Friday, February 11, 2011

Free Will(y)

Thank goodness for Mr. Deity!  I've now found the perfect response to show the next baptist or evangelical that explains to me that the reason an omniscient and omnipotent god can allow evil is because of free will.  What a terrible reason!  In other words, a god would be choosing evil and suffering so we can have free will?  Doesn't sound like a trade off that a merciful and compassionate god who wants us to be with him/her one day would do.  Let's see how Mr. Deity gets through this:

3 comments:

Jonathan said...

The main augment presented here is "why not just create beings that will choose to obey in order to avoid evil?"

Because, in doing so, the creator necessarily eliminates free will. Is a society really democratic if only those that choose to elect a particular king allowed to live?

Jonathan said...

I felt my previous point was incomplete and after some though, have decided to expand it.

Revisiting my response to "why not just create beings that will choose to obey in order to avoid evil" I wish to point out some other poor assumptions made in the video.

a) What about those who's choices are influenced by the presence of evil?

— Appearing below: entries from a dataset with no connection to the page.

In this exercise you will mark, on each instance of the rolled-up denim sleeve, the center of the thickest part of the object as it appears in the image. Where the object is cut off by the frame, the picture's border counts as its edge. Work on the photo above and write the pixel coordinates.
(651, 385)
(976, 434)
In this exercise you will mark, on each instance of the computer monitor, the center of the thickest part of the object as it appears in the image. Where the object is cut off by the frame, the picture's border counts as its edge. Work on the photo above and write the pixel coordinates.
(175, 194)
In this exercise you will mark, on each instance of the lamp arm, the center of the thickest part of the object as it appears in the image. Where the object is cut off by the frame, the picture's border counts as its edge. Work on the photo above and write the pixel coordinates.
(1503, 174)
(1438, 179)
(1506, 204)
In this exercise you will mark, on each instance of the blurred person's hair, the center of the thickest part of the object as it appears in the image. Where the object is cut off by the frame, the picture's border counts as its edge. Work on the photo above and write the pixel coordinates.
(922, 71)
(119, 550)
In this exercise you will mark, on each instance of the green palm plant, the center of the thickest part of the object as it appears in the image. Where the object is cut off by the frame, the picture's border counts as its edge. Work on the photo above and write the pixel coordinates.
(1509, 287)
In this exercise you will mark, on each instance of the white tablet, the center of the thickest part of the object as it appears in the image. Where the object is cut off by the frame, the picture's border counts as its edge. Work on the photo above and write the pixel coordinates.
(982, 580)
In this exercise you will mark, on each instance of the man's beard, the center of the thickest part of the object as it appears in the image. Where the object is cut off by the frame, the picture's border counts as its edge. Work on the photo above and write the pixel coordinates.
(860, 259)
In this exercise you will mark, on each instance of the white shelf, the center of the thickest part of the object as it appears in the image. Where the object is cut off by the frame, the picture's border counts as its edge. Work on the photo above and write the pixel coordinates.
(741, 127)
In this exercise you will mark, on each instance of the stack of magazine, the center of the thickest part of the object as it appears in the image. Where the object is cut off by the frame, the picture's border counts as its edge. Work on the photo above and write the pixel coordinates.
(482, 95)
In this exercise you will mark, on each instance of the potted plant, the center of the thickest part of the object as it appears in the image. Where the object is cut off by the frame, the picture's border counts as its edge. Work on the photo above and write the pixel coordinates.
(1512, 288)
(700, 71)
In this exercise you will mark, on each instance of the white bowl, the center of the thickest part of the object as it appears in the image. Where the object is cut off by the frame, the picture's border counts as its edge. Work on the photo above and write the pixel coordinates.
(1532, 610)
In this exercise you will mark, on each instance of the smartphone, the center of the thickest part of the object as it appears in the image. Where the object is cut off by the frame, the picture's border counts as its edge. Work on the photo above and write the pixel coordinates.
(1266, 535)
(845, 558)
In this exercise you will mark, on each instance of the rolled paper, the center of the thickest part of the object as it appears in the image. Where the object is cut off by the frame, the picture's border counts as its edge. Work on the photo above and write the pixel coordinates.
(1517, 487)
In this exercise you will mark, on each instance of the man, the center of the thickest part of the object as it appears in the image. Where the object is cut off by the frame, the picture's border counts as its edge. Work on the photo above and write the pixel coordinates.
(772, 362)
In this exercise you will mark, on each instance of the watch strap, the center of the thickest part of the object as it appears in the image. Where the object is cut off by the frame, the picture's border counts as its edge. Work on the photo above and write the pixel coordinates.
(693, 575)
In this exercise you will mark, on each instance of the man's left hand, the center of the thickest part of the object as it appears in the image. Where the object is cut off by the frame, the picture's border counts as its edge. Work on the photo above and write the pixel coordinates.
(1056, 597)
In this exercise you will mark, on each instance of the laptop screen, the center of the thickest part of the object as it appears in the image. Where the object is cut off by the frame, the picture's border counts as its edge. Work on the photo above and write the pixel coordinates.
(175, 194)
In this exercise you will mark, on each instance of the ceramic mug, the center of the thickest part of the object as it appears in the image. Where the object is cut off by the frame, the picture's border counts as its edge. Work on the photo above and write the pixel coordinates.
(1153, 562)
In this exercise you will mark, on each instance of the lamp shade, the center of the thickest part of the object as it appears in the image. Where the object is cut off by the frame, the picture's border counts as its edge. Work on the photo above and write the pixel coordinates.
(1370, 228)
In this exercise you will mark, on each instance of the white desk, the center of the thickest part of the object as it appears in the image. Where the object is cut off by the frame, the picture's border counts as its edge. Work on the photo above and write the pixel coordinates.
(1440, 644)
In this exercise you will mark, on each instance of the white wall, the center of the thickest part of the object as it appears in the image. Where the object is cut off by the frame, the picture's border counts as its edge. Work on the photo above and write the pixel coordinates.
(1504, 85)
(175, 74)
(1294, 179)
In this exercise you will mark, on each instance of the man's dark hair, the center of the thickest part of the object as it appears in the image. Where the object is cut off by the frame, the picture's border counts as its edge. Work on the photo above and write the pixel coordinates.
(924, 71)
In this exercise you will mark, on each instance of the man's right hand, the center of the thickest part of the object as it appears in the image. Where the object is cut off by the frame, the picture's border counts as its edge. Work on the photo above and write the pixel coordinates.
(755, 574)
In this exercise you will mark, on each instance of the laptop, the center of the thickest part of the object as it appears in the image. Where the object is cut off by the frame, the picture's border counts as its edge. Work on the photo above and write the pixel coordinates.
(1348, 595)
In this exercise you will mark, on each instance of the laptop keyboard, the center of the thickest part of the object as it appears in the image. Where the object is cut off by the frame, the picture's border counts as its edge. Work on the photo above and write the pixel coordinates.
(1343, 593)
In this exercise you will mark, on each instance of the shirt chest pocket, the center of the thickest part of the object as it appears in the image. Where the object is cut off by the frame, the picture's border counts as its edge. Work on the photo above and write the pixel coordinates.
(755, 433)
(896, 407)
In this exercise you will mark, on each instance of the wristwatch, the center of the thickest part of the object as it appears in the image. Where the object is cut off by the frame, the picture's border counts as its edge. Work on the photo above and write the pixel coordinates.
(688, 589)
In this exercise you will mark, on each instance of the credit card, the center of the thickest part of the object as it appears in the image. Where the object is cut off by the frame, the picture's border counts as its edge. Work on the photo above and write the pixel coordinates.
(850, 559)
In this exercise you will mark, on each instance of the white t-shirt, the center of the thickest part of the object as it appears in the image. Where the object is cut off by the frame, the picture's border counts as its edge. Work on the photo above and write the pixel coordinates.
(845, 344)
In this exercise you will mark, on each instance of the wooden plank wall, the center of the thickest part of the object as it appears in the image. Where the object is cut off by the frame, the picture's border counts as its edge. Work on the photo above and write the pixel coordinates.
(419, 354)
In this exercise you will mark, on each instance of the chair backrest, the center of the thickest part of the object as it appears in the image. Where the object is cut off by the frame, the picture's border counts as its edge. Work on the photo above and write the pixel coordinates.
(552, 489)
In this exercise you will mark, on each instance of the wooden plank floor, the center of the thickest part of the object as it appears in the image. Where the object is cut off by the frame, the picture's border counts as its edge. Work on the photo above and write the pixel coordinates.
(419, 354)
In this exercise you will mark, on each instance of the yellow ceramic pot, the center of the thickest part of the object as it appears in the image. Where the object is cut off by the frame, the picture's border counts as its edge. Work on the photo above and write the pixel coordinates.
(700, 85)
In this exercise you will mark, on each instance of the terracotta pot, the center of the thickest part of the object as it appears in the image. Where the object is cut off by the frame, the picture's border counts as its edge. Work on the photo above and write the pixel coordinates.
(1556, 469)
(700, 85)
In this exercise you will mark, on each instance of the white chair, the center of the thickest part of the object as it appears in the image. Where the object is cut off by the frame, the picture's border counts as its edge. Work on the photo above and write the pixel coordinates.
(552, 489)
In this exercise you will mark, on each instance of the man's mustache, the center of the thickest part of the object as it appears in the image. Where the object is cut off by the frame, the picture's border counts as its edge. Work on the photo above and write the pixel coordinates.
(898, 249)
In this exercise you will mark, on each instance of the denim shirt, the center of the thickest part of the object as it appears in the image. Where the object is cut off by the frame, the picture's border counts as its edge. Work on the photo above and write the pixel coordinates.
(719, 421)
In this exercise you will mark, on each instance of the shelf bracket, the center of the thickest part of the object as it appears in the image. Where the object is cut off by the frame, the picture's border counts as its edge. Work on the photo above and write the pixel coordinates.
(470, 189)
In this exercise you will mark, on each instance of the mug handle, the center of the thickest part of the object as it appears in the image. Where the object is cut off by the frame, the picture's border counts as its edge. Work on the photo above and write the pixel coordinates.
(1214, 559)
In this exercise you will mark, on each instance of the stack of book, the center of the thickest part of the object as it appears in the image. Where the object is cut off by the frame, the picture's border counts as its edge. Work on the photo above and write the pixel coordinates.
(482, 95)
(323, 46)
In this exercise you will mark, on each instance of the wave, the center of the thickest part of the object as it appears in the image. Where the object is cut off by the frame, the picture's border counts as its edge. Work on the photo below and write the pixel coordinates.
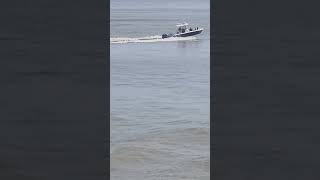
(156, 38)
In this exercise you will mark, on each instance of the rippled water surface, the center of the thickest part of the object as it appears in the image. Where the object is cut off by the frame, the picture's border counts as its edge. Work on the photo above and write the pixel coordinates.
(159, 91)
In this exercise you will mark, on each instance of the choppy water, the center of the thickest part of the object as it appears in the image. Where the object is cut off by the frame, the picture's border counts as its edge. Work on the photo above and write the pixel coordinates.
(159, 91)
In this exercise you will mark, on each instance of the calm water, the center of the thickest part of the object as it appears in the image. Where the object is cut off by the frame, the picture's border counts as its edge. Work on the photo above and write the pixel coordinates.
(159, 91)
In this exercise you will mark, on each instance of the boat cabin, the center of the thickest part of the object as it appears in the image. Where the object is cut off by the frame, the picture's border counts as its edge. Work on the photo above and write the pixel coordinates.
(182, 28)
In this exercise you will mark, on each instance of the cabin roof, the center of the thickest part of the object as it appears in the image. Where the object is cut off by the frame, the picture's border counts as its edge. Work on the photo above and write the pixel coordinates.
(183, 24)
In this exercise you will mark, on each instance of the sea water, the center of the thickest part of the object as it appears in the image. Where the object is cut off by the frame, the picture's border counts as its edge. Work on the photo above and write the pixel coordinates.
(159, 91)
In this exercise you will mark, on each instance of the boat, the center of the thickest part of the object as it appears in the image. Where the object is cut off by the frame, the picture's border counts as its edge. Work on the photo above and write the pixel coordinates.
(183, 31)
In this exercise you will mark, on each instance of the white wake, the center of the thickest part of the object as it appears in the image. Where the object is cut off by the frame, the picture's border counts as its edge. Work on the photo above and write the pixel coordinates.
(147, 39)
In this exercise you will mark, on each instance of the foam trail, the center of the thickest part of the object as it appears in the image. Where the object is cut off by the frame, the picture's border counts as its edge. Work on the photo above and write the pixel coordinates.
(147, 39)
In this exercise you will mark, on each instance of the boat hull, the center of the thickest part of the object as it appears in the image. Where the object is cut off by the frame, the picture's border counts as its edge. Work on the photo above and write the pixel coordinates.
(190, 33)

For example, some person choosing evil because of deceit. If the creator chose to not allow any evil by creating only beings that choose only good, then what of the person that would choose evil because he is deceived by a liar? Because the world free of liars now exists, he should be created. However, he now exists in a world in which the influences necessary to choice of evil are unavailable, and is denied free will.

Another example involves the person who chooses evil as a retaliation to a prior evil committed against him? The same outcome as above.

Another example involves the person who would choose evil, except when seeing the consequence of evil, choose good instead. Again, free will is denied.

b) What about those that sometimes choose good and sometimes choose evil?

The assumption made in the video is that a being can only choose good or evil. Are those that only chose evil once out of one-million choices to be eliminated?

Another argument posed by the video is that free will is somehow limited because we are unable to harm other telepathically. Huh? A weak argument at best. But, for sake of argument, who's to say we won't some day have the technology or discover the technique to harm others with our thoughts?

Another weaker argument refers to Heaven being without free will. Heaven, ultimately is being in the presence of God. This is the ends of the choosing, free will has already been exercised by those that are present.

(All that said, my argument is still incomplete in that while I believe the above is good philosophy, I don't believe that it's complete theology. But I don't have the time to develop that train of thought right now. It would require me to look up and quote several verses too.)

I believe the strongest argument here is not presented by the video at all, but in your introductory comments before the video: “...a god would be choosing evil and suffering so we can have free will?” That's really the bottom-line that needs to be addressed. Free will is not the ends. A love-relationship (agape) between Creator and created is the ends, free will is the means. In God's economy, the risk to allow evil and suffering, as a consequence of free will, is outweighed by the benefit of agape love, the alternative consequence of free will.

Cookulacrates said...

Free will is not obvious, and your assumption that we have it has been rightly destroyed by many contemporary philosophers and even a few from the enlightenment (perhaps before, but my knowledge is limited). Is god still not 'god' if there is no free will? At the very least, your argument implies that god had to make the world/humans the way he/she did (with evil) to ensure that we have free will. But if introducing free will actually causes so much suffering, pain, death, tyranny, oppression, etc. then how can you ever define your god as a loving being? Selfishness is not love. Jealousy is not love. Fear is not love. BUT - I am not even willing to grant you your notion of free will, so these rebuttals are meaningless.

Another point - this video is not making arguments. This video is lampooning weak christian arguments. This video is pointing out the holes in the bad logic of people like you who try to reconcile the idea of a loving god in a world plagued with evils. It does a pretty good job at it too.

Your conclusion is wanting, to say the least. When did "agape" come in to the average christian vernacular? The interpretation that a god wants to have the relationship you're trying to describe is something that did not come about until the 17th century - you should read a book by Karen Armstrong called "The History of God" - what you think Christianity is now, and what Christianity was when it began are very different. I would at least expect, if there was any truth to it, that the faith would be constant, and she makes a very good case that it is not constant or consistent.

Bottom lines: (1) You assume free will - I think that many contemporary philosophers would disagree with that notion, and I agree with that consensus. (2) If there really is a god that chooses to include death, suffering, oppression, tyranny, in his creation just so he can jealously have beings that blindly love him, regardless of their hypocritical actions, then your god is a dick.